[PATCH v4 5/5] sched/fair: Take into account runnable_avg to classify group

From: Vincent Guittot
Date: Fri Feb 21 2020 - 08:27:48 EST


Take into account the new runnable_avg signal to classify a group and to
mitigate the volatility of util_avg in face of intensive migration or
new task with random utilization.

Signed-off-by: Vincent Guittot <vincent.guittot@xxxxxxxxxx>
Reviewed-by: "Dietmar Eggemann <dietmar.eggemann@xxxxxxx>"
---
kernel/sched/fair.c | 31 ++++++++++++++++++++++++++++++-
1 file changed, 30 insertions(+), 1 deletion(-)

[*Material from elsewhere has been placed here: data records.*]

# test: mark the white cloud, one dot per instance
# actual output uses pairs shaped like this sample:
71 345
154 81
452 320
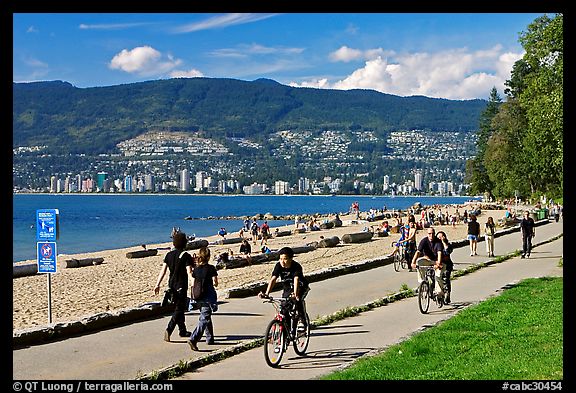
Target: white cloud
245 50
192 73
453 74
222 21
346 54
144 60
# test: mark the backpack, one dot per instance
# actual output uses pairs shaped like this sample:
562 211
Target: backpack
198 288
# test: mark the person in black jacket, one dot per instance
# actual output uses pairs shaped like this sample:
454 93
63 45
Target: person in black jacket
473 234
447 261
180 264
528 228
205 279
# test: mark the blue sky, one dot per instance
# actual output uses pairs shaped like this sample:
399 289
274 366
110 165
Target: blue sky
444 55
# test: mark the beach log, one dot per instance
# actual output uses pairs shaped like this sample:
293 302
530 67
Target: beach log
329 242
357 237
29 269
303 249
196 244
327 225
244 261
232 240
141 253
71 263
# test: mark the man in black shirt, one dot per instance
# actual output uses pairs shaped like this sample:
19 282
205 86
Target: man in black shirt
291 274
180 264
528 229
429 253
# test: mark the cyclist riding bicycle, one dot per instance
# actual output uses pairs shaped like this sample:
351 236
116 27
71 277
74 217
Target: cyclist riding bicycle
429 253
292 277
404 230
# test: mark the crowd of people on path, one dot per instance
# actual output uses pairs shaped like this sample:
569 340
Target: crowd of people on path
433 250
196 269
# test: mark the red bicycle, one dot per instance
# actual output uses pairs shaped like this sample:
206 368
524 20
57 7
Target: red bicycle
285 329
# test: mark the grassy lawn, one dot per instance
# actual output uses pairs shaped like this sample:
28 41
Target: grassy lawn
515 336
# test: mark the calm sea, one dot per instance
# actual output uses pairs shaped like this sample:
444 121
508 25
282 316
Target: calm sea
108 221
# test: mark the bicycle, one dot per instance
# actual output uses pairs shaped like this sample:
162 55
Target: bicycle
285 329
400 256
426 290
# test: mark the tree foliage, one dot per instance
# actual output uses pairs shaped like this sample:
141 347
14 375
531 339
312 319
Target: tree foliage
522 149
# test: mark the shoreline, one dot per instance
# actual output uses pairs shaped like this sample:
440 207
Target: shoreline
119 282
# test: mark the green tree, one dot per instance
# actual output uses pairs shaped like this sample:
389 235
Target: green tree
543 102
524 148
504 159
475 169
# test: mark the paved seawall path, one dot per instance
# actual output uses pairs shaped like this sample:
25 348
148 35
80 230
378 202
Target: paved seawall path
135 350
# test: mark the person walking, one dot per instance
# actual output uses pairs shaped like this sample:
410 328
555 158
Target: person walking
489 231
204 283
473 234
528 229
411 243
180 265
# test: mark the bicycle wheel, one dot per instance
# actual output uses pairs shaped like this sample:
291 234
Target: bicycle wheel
424 297
274 344
397 261
302 337
404 262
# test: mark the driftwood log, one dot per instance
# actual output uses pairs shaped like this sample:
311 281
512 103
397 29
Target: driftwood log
261 258
29 269
231 240
71 263
196 244
357 237
327 225
141 253
329 242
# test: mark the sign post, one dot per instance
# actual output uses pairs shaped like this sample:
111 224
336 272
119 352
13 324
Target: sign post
46 251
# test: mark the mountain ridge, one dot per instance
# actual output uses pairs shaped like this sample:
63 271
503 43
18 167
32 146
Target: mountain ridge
93 120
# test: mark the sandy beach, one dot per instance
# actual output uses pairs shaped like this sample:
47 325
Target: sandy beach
120 283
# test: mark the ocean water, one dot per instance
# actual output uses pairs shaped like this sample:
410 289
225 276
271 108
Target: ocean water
98 222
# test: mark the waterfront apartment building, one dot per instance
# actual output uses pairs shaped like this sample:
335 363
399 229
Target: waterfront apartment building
185 180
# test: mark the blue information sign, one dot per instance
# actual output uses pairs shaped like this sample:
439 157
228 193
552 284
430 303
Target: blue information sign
46 257
46 224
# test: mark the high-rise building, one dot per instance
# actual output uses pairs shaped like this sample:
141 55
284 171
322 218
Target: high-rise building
303 184
149 182
128 183
101 178
185 180
418 181
281 187
200 181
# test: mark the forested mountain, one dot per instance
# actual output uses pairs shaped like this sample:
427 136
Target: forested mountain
93 120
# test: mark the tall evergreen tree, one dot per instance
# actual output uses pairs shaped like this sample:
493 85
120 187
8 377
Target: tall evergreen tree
476 170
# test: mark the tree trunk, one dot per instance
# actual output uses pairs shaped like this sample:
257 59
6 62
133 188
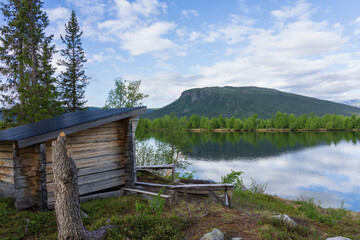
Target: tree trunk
67 206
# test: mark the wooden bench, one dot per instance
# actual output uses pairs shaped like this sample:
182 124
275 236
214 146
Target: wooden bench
158 167
170 200
227 188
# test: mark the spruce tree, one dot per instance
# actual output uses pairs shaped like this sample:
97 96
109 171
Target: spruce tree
73 80
25 55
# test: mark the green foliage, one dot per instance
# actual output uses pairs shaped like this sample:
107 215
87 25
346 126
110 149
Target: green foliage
280 121
28 93
245 101
73 80
12 222
257 188
315 212
262 202
147 227
154 205
233 177
125 94
272 228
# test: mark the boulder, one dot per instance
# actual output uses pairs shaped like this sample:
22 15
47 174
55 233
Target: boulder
286 219
215 234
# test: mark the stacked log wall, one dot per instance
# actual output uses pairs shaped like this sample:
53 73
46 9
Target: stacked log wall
27 176
6 170
99 155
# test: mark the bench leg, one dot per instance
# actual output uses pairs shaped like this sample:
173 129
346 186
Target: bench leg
171 201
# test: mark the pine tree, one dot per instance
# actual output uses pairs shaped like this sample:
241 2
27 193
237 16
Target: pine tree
25 55
73 80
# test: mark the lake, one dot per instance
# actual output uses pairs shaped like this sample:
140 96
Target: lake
320 165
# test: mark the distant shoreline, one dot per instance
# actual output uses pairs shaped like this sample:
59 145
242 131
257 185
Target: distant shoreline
261 130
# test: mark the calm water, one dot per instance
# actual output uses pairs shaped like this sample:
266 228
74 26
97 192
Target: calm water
323 166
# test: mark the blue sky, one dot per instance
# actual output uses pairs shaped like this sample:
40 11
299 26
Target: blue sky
305 47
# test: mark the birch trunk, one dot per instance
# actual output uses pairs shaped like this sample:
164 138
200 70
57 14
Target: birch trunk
67 206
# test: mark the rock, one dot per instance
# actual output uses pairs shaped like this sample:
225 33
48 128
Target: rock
84 215
215 234
338 238
146 197
139 187
286 219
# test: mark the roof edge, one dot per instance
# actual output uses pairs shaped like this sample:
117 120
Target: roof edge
81 127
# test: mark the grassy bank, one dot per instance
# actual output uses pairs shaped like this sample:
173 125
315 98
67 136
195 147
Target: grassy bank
269 130
250 218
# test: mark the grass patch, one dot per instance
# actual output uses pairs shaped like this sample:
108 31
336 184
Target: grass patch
147 227
252 201
314 211
41 225
272 228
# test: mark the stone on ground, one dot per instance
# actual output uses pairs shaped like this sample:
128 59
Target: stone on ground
215 234
338 238
286 219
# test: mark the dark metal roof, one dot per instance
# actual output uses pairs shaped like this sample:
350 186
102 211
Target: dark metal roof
62 122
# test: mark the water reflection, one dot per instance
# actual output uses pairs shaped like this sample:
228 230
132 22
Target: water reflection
324 166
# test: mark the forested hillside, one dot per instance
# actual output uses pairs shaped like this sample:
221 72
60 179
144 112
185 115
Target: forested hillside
246 101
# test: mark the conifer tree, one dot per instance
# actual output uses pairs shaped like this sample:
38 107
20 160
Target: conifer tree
73 80
25 55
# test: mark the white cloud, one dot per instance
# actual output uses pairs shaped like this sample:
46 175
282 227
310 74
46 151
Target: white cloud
138 30
235 31
108 54
58 17
302 56
145 8
189 13
148 39
301 10
58 13
357 23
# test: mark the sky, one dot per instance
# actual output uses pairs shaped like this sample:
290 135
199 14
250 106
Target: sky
305 47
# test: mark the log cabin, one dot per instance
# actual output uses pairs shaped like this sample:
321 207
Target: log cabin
101 142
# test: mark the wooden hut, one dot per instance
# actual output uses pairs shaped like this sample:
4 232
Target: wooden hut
101 142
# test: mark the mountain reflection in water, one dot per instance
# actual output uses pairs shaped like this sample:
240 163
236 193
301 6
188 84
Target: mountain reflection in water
319 165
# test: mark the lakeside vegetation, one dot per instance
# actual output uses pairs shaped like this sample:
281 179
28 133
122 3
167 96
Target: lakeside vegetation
245 101
251 218
279 121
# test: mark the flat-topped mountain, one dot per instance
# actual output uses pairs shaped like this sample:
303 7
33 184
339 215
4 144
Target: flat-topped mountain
245 101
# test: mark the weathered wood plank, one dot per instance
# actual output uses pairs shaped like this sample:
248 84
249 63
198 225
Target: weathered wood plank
93 178
93 139
155 167
99 131
6 155
26 193
94 187
93 162
96 153
26 182
144 192
8 178
52 135
91 146
7 147
23 203
7 170
6 189
203 187
102 185
91 170
6 162
116 193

diff --git a/kernel/sched/fair.c b/kernel/sched/fair.c
index 608c26d59c46..ef96049a02c3 100644
--- a/kernel/sched/fair.c
+++ b/kernel/sched/fair.c
@@ -5449,6 +5449,24 @@ static unsigned long cpu_runnable(struct rq *rq)
return cfs_rq_runnable_avg(&rq->cfs);
}

+static unsigned long cpu_runnable_without(struct rq *rq, struct task_struct *p)
+{
+ struct cfs_rq *cfs_rq;
+ unsigned int runnable;
+
+ /* Task has no contribution or is new */
+ if (cpu_of(rq) != task_cpu(p) || !READ_ONCE(p->se.avg.last_update_time))
+ return cpu_runnable(rq);
+
+ cfs_rq = &rq->cfs;
+ runnable = READ_ONCE(cfs_rq->avg.runnable_avg);
+
+ /* Discount task's runnable from CPU's runnable */
+ lsub_positive(&runnable, p->se.avg.runnable_avg);
+
+ return runnable;
+}
+
static unsigned long capacity_of(int cpu)
{
return cpu_rq(cpu)->cpu_capacity;
@@ -7718,7 +7736,8 @@ struct sg_lb_stats {
unsigned long avg_load; /*Avg load across the CPUs of the group */
unsigned long group_load; /* Total load over the CPUs of the group */
unsigned long group_capacity;
- unsigned long group_util; /* Total utilization of the group */
+ unsigned long group_util; /* Total utilization over the CPUs of the group */
+ unsigned long group_runnable; /* Total runnable time over the CPUs of the group */
unsigned int sum_nr_running; /* Nr of tasks running in the group */
unsigned int sum_h_nr_running; /* Nr of CFS tasks running in the group */
unsigned int idle_cpus;
@@ -7939,6 +7958,10 @@ group_has_capacity(unsigned int imbalance_pct, struct sg_lb_stats *sgs)
if (sgs->sum_nr_running < sgs->group_weight)
return true;

+ if ((sgs->group_capacity * imbalance_pct) <
+ (sgs->group_runnable * 100))
+ return false;
+
if ((sgs->group_capacity * 100) >
(sgs->group_util * imbalance_pct))
return true;
@@ -7964,6 +7987,10 @@ group_is_overloaded(unsigned int imbalance_pct, struct sg_lb_stats *sgs)
(sgs->group_util * imbalance_pct))
return true;

+ if ((sgs->group_capacity * imbalance_pct) <
+ (sgs->group_runnable * 100))
+ return true;
+
return false;
}

@@ -8058,6 +8085,7 @@ static inline void update_sg_lb_stats(struct lb_env *env,

sgs->group_load += cpu_load(rq);
sgs->group_util += cpu_util(i);
+ sgs->group_runnable += cpu_runnable(rq);
sgs->sum_h_nr_running += rq->cfs.h_nr_running;

nr_running = rq->nr_running;
@@ -8333,6 +8361,7 @@ static inline void update_sg_wakeup_stats(struct sched_domain *sd,

sgs->group_load += cpu_load_without(rq, p);
sgs->group_util += cpu_util_without(i, p);
+ sgs->group_runnable += cpu_runnable_without(rq, p);
local = task_running_on_cpu(i, p);
sgs->sum_h_nr_running += rq->cfs.h_nr_running - local;

--
2.17.1